Bana verilen yetki şu. Şimdi bu iki arkadaş çok önde olduğu için bu isimleri ben söyleyeceğim. Diğerleri de isimler söyleyecek ve sonuçta bu isimlerle ilgili olarak partimizin önerisi, her bir partinin güvendiği bir şirketi gösterip onların araştırma yapması, o 1 hafta içinde olan bir iş, sonuçta kim çıkıyorsa onu kabul etmemiz. Enteresan bir şey oldu birden konuşma, 'Kim aday olsun'a evrildi. İlk sözü Gültekin Bey'e verdiler. Gültekin Bey Kemal Bey'i söyledi. Sonra Ali Bey'e verildi. Ali Bey, 'Kemal Bey' dedi. Temel Bey, 'Kemal Bey' dedi. Sayın Davutoğlu da 'Sayın Akşener aday olmadığına göre Kemal Bey' dedi. Bana geldi sıra, ben böyle böyle aldım geldim yetkiyi. Bunu doğru bulmuyorum. O zaman siz 'Kemal Bey' dediniz, Kemal Bey'e saygım, sevgim sonsuz. Amma velakin o zaman 2 yıla yakın olmuştu gezeli, Türkiye'yi iki kere dolaştım. Bu iki arkadaş var, bunlar benim babamın oğlu değil. Bunları meşhur eden ben değilim. İta amiri Sayın Kılıçdaroğlu ve CHP...Ama böyle oldu. Hatta gidip bunu böyle böyle söylediğimi de ifade ettikten sonra, benim yetkim şu, 'Siz de adaylarınızı söyleyin.' Yöntem önerdim, ondan sonra bu yöntemle ilgili böyle bir gökyüzüne bakma oldu.

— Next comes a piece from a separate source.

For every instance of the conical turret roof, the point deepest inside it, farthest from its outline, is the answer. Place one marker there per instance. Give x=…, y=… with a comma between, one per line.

Sonra Sayın Kılıçdaroğlu dedi ki, 'Meral Hanım imzalamıyorsa imzalamasın. Biz beşimiz imzalayalım, çıkalım' dendi. Ben de aldım dosyamı 'Peki o zaman size başarılar diliyorum' dedim. Durdurdular beni. Ondan sonra denildi ki 'Madem bu yetkiyi aldınız, o zaman partinize Kemal Bey'i götürün."
Daha sonra kağıdı imzaladığını ve arkadaşlarını topladığını ifade eden Akşener, olanları anlattığında arkadaşlarının çok sert tavır koyduğunu söyledi.
Sonra 2 ayrı konuşma hazırladığını anlatan Akşener, "Arkadaşların içinde milletvekillerimiz, GİK üyelerimiz var. Hatta teşkilatımızdan insanlar var. Yani geniş kapsamda bir toplantıydı ama hakikaten çok sert bir tavır kondu. Dedim ki konuşmaya başlarken 'Ben 2 konuşma hazırladım, biri daha yumuşak huylu birisi sert.' Sizin görüşünüze göre konuşmayı yapacağım. 'Kesinlikle o masaya dönmeyeceksin' dendi. Bir arkadaşımız sadece 'Bunu bu sertlikle yapmayalım' dedi. Allah var o öyle dedi. Bahadır Erdem Bey. Sonuç itibarıyla ben o konuşmayı yaptım ve gittik." diye konuştu.